People are starting to realize, and write about, the importance of measurement for AI. The lack of good tools for evaluating models is an issue that is increasingly being recognized, and is of increasing concern. Too many machine learning models have been evaluated on baseline datasets that do a poor job at best of revealing the actual performance of the model. These baselines give an inaccurate sense of model performance in itself, but also are very poor matches to the question of how to train models that are useful for real-world applications. The state of the art, though, remains far behind the state of the art of sixty years ago in experimental psychology.
There is also still no widespread appreciation that tools of measurement are essential on the model training side, as well. I've written many times over the years about the ways that everybody who is doing supervised learning in ML—that is, the kind of learning that relies on labeled data sets—is actually doing psychophysics experiments on the labelers.
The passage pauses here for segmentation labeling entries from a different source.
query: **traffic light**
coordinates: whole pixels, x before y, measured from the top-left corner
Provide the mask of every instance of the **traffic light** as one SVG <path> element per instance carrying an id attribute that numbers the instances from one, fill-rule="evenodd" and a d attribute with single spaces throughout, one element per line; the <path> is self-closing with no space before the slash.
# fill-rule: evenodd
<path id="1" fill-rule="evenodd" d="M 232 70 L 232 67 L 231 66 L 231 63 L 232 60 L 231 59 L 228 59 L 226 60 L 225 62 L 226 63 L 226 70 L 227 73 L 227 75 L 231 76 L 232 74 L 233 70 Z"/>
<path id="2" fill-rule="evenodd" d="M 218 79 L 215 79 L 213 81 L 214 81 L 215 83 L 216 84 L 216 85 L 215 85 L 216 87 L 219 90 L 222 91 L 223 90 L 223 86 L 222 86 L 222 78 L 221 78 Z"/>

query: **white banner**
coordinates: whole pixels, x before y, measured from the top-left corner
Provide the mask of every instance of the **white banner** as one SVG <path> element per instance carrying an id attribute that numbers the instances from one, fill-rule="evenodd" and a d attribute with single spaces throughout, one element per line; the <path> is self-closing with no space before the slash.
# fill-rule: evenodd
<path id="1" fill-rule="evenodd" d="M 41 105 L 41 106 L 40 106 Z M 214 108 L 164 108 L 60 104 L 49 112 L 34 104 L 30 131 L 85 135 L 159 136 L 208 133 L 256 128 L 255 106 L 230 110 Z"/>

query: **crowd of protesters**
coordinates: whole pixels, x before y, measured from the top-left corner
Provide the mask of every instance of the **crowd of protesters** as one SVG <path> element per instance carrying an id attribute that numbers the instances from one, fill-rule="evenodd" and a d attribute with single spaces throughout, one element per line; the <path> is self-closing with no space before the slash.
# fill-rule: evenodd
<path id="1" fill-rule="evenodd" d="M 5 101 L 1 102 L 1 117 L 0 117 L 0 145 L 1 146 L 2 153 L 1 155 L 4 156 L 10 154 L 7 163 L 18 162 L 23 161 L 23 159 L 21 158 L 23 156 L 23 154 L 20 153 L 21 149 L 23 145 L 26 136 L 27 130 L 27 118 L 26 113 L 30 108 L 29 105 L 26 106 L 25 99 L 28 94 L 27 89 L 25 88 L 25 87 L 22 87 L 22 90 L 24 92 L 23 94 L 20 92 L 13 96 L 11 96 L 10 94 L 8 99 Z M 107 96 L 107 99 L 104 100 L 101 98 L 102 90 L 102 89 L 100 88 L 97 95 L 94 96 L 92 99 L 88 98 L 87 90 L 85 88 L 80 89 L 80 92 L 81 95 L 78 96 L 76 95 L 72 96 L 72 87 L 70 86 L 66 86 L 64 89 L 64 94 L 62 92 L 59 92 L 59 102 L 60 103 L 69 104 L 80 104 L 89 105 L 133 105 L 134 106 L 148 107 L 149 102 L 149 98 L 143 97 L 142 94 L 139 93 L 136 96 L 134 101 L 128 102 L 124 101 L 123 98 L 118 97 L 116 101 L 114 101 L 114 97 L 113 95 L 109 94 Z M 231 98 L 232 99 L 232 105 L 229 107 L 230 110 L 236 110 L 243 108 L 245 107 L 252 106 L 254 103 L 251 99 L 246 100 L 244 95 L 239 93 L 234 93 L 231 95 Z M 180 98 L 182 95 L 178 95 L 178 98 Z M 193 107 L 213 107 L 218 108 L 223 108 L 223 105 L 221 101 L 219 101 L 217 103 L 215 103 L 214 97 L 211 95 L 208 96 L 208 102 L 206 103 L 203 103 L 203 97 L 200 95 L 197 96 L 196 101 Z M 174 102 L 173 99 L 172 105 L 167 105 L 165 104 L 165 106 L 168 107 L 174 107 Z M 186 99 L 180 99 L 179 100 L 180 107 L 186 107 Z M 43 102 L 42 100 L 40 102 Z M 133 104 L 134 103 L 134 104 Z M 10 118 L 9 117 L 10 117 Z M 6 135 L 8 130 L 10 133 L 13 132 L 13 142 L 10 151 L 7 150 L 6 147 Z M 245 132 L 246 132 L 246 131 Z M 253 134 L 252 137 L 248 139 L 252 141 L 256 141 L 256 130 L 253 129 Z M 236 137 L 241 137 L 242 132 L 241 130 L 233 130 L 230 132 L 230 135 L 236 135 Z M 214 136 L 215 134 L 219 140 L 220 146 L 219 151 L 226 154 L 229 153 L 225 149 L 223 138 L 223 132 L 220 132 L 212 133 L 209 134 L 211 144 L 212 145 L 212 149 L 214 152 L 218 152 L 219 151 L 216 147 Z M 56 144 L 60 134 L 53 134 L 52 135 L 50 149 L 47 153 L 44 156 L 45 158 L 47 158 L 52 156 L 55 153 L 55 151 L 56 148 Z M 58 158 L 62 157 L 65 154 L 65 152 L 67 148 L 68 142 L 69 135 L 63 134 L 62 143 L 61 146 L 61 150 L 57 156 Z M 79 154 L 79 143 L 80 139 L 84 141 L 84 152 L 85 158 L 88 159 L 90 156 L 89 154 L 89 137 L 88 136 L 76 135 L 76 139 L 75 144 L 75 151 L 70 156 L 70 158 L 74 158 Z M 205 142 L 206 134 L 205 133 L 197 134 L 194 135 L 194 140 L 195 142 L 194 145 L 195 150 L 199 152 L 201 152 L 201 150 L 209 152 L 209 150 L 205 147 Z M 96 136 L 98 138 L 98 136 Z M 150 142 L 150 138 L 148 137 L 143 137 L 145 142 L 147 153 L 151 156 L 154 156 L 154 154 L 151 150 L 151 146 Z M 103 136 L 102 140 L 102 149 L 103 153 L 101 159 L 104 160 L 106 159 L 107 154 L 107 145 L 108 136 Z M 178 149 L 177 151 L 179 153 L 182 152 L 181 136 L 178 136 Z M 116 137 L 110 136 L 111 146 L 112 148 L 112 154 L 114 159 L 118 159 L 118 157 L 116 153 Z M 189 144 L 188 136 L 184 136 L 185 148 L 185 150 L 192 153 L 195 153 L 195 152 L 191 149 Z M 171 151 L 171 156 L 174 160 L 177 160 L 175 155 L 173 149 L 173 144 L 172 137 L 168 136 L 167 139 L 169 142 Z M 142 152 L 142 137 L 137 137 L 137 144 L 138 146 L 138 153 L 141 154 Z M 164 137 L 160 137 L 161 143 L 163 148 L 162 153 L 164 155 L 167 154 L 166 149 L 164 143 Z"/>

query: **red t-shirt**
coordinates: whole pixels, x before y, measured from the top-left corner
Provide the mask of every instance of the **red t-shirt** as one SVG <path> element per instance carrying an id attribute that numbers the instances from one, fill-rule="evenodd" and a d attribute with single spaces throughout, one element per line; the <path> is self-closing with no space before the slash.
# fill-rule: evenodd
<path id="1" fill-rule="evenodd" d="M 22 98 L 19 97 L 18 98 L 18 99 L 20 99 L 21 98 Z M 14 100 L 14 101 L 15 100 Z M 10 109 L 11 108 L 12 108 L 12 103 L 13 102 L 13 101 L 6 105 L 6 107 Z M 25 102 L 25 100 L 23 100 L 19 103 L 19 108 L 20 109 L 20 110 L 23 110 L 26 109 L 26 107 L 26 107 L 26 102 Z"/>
It's just that most of them don't realize they're doing that, and thus do a poor job.
This has been true for a while, but now more than ever the fields of ML and AI need to determine with some urgency how to use the skills and techniques that psychology has been developing for a century, and adapt them to the evaluation and training of computer systems. If this doesn't happen soon AI will have us catapulting into an uncertain future with no clarity on what the capabilities are—or could be—of the systems doing the catapulting. No regulatory response or industry agreement is likely to be useful or constructive if it is not issued in a context of understanding empirically what these systems are or are not, and right now ML and AI don't have the tools to answer that question.